Razem z rosnąca liczbą fanów na imprezie organizatorzy muszą szukać coraz większych lokacji, dających im coraz lepsze warunki. W innym wypadku spotkają się z wielką falą hejtu. Ludzie nie są pobłażliwi, przeludnione konwenty rzadko są zapamiętywane dobrze.
Organizatorzy rosnących konwentów starają się więc co roku wynegocjować coraz więcej miejsca. Tylko że w pewnym momencie nie będzie takiej możliwości. Dobrym przykładem jest Falkon, który nie ma szansy wynajęcia kolejnej hali targowej. Dla mnie ta impreza osiągnęła granice swojego rozwoju i wątpię, żeby wymyślono coś jeszcze.
Oczywiście, można wynająć wszystkie okoliczne szkoły. Potem można zabrać się za budynki oddalone od terenu konwentu. Tylko czy oddalenie jednego budynku od drugiego wynoszące ponad kilometr będzie do zaakceptowania? Jeszcze gdyby to była noclegownia, zapewne tak. Ale czy w przypadku budynków programowych ludzie by na to przystali bez zająknięcia?
Same sale mają swoje ograniczenia. W dzisiejszych czasach dostanie się na prelekcję na dużych konwentach wymaga pilnowania miejsca przez kilka godzin. Większość naszych wydarzeń może zresztą zapewnić miejsce tylko dla kilku procent odwiedzających na tego typu punktach programu.
Problem dotyczy też games roomów, gdzie coraz trudniej znaleźć wolny stolik. W strefach gastronomicznych kolejki tworzą się już koło południa, a dostanie się do toalety w najbardziej obleganych miejscach testuje naszą umiejętność wstrzymywania.

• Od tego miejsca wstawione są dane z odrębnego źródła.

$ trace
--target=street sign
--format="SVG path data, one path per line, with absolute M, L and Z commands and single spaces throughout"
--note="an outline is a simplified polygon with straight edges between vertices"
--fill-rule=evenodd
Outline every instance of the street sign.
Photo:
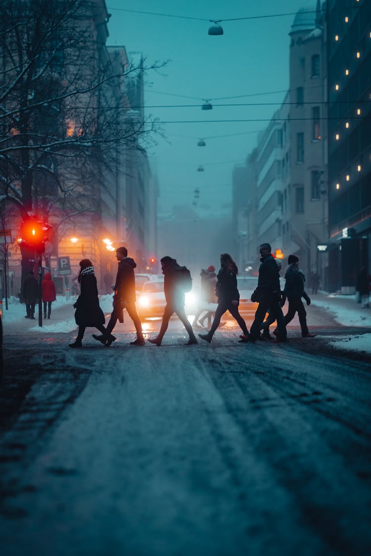
M 58 272 L 60 276 L 71 274 L 70 257 L 58 257 Z

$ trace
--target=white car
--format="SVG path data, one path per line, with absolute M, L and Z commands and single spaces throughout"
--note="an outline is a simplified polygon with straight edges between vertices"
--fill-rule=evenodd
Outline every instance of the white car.
M 185 311 L 187 315 L 195 314 L 197 309 L 198 296 L 192 290 L 185 294 Z M 164 292 L 164 279 L 147 280 L 143 284 L 142 290 L 137 294 L 136 307 L 140 317 L 160 316 L 166 305 Z

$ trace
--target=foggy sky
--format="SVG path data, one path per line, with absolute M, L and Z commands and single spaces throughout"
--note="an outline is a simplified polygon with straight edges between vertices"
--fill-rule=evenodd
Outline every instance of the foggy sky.
M 160 139 L 149 156 L 155 157 L 160 186 L 159 212 L 175 204 L 192 206 L 194 190 L 200 191 L 197 210 L 203 214 L 225 211 L 231 201 L 231 177 L 235 163 L 242 163 L 256 146 L 257 133 L 265 129 L 288 88 L 289 37 L 294 16 L 221 22 L 224 34 L 210 36 L 207 21 L 178 19 L 120 11 L 152 12 L 207 20 L 296 12 L 315 7 L 304 0 L 107 0 L 112 14 L 107 44 L 141 52 L 148 62 L 170 59 L 160 74 L 151 72 L 145 88 L 146 113 L 166 122 L 169 142 Z M 274 91 L 280 92 L 272 93 Z M 220 97 L 255 95 L 245 98 Z M 166 94 L 164 94 L 166 93 Z M 174 96 L 172 96 L 174 95 Z M 184 95 L 177 97 L 176 95 Z M 202 99 L 211 99 L 213 109 L 201 110 Z M 257 103 L 258 106 L 217 106 Z M 269 105 L 264 103 L 277 103 Z M 166 105 L 164 108 L 151 107 Z M 264 120 L 224 122 L 212 120 Z M 190 121 L 200 123 L 188 123 Z M 218 136 L 233 136 L 216 138 Z M 214 137 L 207 139 L 207 137 Z M 197 147 L 199 138 L 205 147 Z M 197 172 L 200 165 L 205 171 Z M 209 208 L 207 208 L 209 207 Z

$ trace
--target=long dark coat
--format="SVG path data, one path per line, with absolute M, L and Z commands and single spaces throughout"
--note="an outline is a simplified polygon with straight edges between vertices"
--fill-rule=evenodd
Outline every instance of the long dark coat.
M 79 326 L 96 327 L 105 324 L 105 315 L 99 306 L 97 279 L 93 274 L 81 276 L 81 293 L 74 305 L 75 320 Z

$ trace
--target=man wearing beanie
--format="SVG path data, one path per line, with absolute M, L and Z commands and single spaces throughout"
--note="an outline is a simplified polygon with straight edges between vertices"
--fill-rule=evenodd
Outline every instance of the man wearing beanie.
M 277 321 L 277 337 L 275 342 L 286 342 L 286 326 L 284 322 L 283 314 L 280 305 L 281 288 L 280 276 L 276 261 L 271 254 L 271 247 L 269 244 L 260 245 L 260 262 L 258 287 L 251 296 L 252 301 L 258 301 L 259 305 L 255 312 L 254 322 L 250 330 L 250 336 L 243 339 L 244 341 L 255 342 L 260 335 L 260 325 L 264 320 L 265 314 L 269 310 L 269 314 Z
M 285 325 L 290 322 L 298 313 L 299 321 L 301 328 L 301 336 L 303 338 L 313 338 L 314 334 L 311 334 L 306 325 L 306 312 L 301 301 L 304 297 L 306 301 L 306 305 L 310 304 L 310 300 L 304 291 L 304 282 L 305 277 L 301 270 L 299 270 L 299 259 L 295 255 L 289 255 L 288 259 L 289 266 L 285 274 L 286 284 L 282 297 L 283 305 L 287 297 L 289 300 L 289 310 L 285 315 Z M 273 334 L 275 333 L 275 330 Z
M 111 315 L 111 319 L 107 326 L 106 335 L 96 336 L 93 334 L 93 337 L 105 345 L 111 345 L 116 338 L 111 332 L 113 330 L 117 320 L 123 322 L 123 310 L 126 309 L 135 326 L 137 333 L 137 339 L 133 342 L 130 342 L 131 345 L 142 346 L 145 342 L 143 337 L 142 325 L 138 316 L 135 307 L 135 276 L 134 269 L 136 263 L 133 259 L 127 256 L 127 249 L 126 247 L 119 247 L 116 250 L 116 259 L 118 261 L 118 268 L 115 284 L 115 295 L 113 296 L 113 310 Z

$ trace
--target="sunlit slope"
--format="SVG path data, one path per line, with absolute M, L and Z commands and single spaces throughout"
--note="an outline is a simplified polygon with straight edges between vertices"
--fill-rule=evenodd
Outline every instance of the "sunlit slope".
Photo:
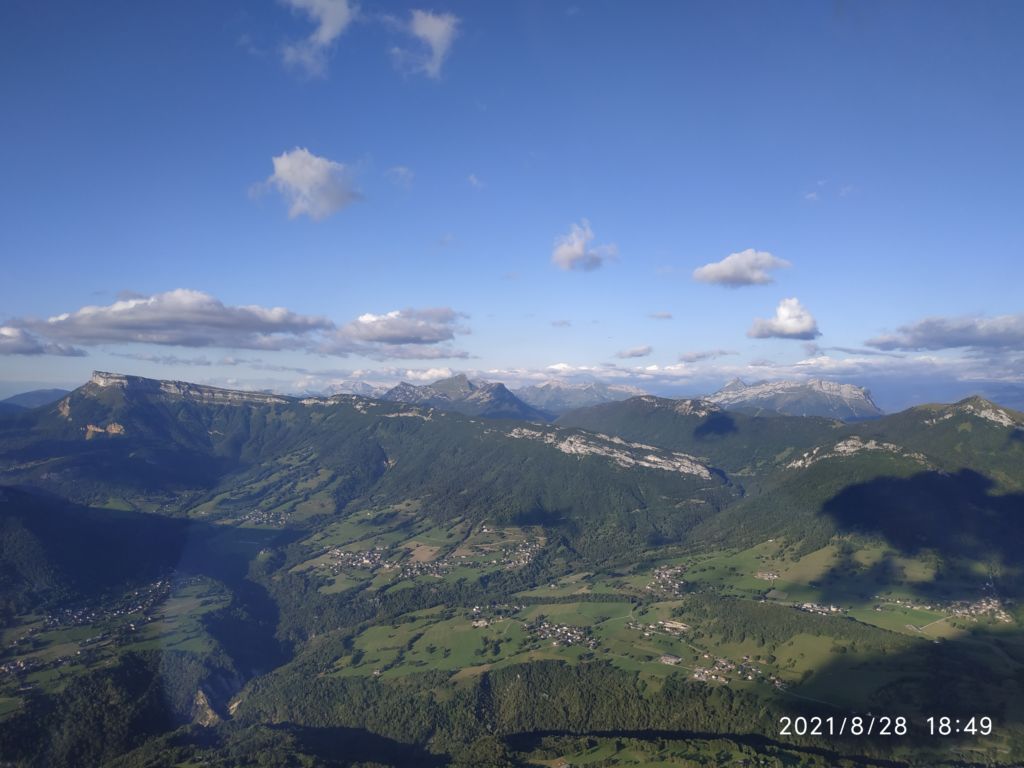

Prędzej czy później każda rozwijająca się impreza dotrze do szklanego sufitu. Rosnąca liczba uczestników może być przyczyną pogrzebania imprezy. W fandomie fantastycznym nie mamy zwyczaju ustalania górnych granic wielkości imprez. Wynika to głównie z faktu, że nigdy nie musieliśmy o nich myśleć.
Konwenty przyciągają o wiele więcej osób, niż są w stanie obsłużyć. To jest niezaprzeczalny fakt. Z roku na rok może być tylko gorzej. Może jednak pora, żeby się nad tym zastanowić? Pomijając konsekwencje prawne, gdy nasze imprezy trafią pod lupę urzędników, wpłynie to też pozytywnie na planowane atrakcje, których ilość będziemy mogli dostosować do ilości odwiedzających.
Prawda jest taka, że prędzej czy później konwenty fantastyczne będą musiały wprowadzić odgórne limity akredytacji, które będą mogły sprzedać. Będziemy, wzorem uczestników San Diego Comic-Conu, siedzieć przed komputerem i klikać, by zdobyć upragnioną wejściówkę.
Z drugiej strony organizatorzy będą mogli zapewnić odpowiednią ilość atrakcji dla nas, niwelując w ten sposób hejt na brak możliwości dostania się na jakikolwiek punkt programu. Dla mnie to sytuacja „win-win”, jeśli tylko osoby odpowiedzialne za przygotowanie naszych imprez podejdą do tematu poważnie.